Cinéma : après le témoignage de Muriel Robin dans l'émission "Quelle Epoque !", la place accordée aux actrices et acteurs LGBT mise en question
Ultra-populaire, l'actrice et humoriste a mis les pieds dans le plat sur le plateau de "Quelle Epoque !" sur France 2 ce week-end, affirmant qu'elle était "la seule actrice au monde à dire son homosexualité". Muriel Robin, 68 ans, explique que son orientation sexuelle l'a empêchée pendant des décennies de se voir proposer des rôles dans des comédies, alors qu'elle remplit les salles avec ses spectacles.
"Je connais les acteurs homosexuels français, ils se taisent", car il n'y a pas d'interprètes gays ou lesbiennes affichées "qui font de grande carrière", a-t-elle poursuivi, allant jusqu'à lâcher à l'attention des jeunes : "Il faut leur dire que ce n'est pas la peine qu'ils fassent ce métier. Ils ne travailleront pas".
En cause, selon elle, le "désir" qui doit être projeté sur les stars du grand écran : "si on est homosexuel, on n'est pas désirable, on n'est pas pénétrable. Et quand on n'est pas pénétrable (...) on ne vaut rien", a résumé Muriel Robin.
Un manque de visibilité
Cette discrimination est impossible à quantifier : il n'existe pas de données sur l'orientation sexuelle des acteurs et actrices.

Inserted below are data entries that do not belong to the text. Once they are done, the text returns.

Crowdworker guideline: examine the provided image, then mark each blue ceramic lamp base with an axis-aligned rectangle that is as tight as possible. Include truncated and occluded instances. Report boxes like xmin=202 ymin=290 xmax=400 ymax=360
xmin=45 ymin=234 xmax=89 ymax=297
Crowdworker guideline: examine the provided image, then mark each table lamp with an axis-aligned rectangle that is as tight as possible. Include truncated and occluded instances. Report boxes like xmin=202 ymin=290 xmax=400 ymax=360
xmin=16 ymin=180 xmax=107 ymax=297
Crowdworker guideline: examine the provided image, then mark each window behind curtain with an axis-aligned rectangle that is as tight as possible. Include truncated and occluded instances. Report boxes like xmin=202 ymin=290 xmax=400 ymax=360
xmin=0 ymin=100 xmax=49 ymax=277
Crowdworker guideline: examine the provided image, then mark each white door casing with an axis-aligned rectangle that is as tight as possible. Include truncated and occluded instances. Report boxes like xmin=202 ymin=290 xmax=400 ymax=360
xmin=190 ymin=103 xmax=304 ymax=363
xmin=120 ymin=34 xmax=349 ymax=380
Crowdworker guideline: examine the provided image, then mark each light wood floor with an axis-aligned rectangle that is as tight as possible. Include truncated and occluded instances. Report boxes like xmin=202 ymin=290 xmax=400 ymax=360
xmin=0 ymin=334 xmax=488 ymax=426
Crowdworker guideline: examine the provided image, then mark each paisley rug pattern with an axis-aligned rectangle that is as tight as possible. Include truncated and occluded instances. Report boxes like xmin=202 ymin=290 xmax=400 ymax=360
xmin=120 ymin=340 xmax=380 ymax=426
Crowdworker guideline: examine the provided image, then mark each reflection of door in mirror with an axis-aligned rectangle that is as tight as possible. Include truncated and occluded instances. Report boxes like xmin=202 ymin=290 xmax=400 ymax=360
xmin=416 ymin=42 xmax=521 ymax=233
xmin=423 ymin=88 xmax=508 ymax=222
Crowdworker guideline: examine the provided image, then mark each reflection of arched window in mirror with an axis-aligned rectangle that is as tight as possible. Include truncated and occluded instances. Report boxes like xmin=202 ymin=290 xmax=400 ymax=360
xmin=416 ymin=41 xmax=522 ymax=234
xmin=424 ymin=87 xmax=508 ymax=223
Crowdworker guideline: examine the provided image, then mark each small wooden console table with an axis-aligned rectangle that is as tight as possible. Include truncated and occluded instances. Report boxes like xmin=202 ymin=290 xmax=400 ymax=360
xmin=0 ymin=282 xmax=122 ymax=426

Peu d'acteurs ou actrices français connus ont publiquement évoqué leur homosexualité, à l'instar de Nicolas Maury ou d'Adèle Haenel, qui a dit adieu avec fracas au cinéma en mai dernier. À l'étranger, le Britannique Rupert Everett a déjà évoqué les difficultés à être un acteur gay, quand Muriel Robin a cité l'exemple de Jodie Foster, qui s'est longtemps tue.
En revanche, le collectif 50/50, qui étudie les questions de discrimination dans le milieu du cinéma, a publié l'an dernier un baromètre permettant de mesurer notamment la proportion de personnages LGBT+ dans les films français.
La conclusion ? Ils sont rares : sur la centaine de films étudiés, l'orientation sexuelle est connue pour 82% des personnages principaux, et seuls 5% d'entre eux sont homosexuels ou bisexuels, et ils sont "fortement stéréotypés", relève l'étude.
"Une prise de risque énorme"
Très souvent, ces rôles sont joués par des acteurs ne se revendiquant pas comme homosexuels, souligne auprès de l'AFP Stéphane Gaillard, un directeur de casting engagé sur le sujet. Et les rares actrices lesbiennes ou acteurs gays affichés ne se voient plus proposer de rôles de personnages hétérosexuels, voyant leur identité "vampirisée", poursuit-il.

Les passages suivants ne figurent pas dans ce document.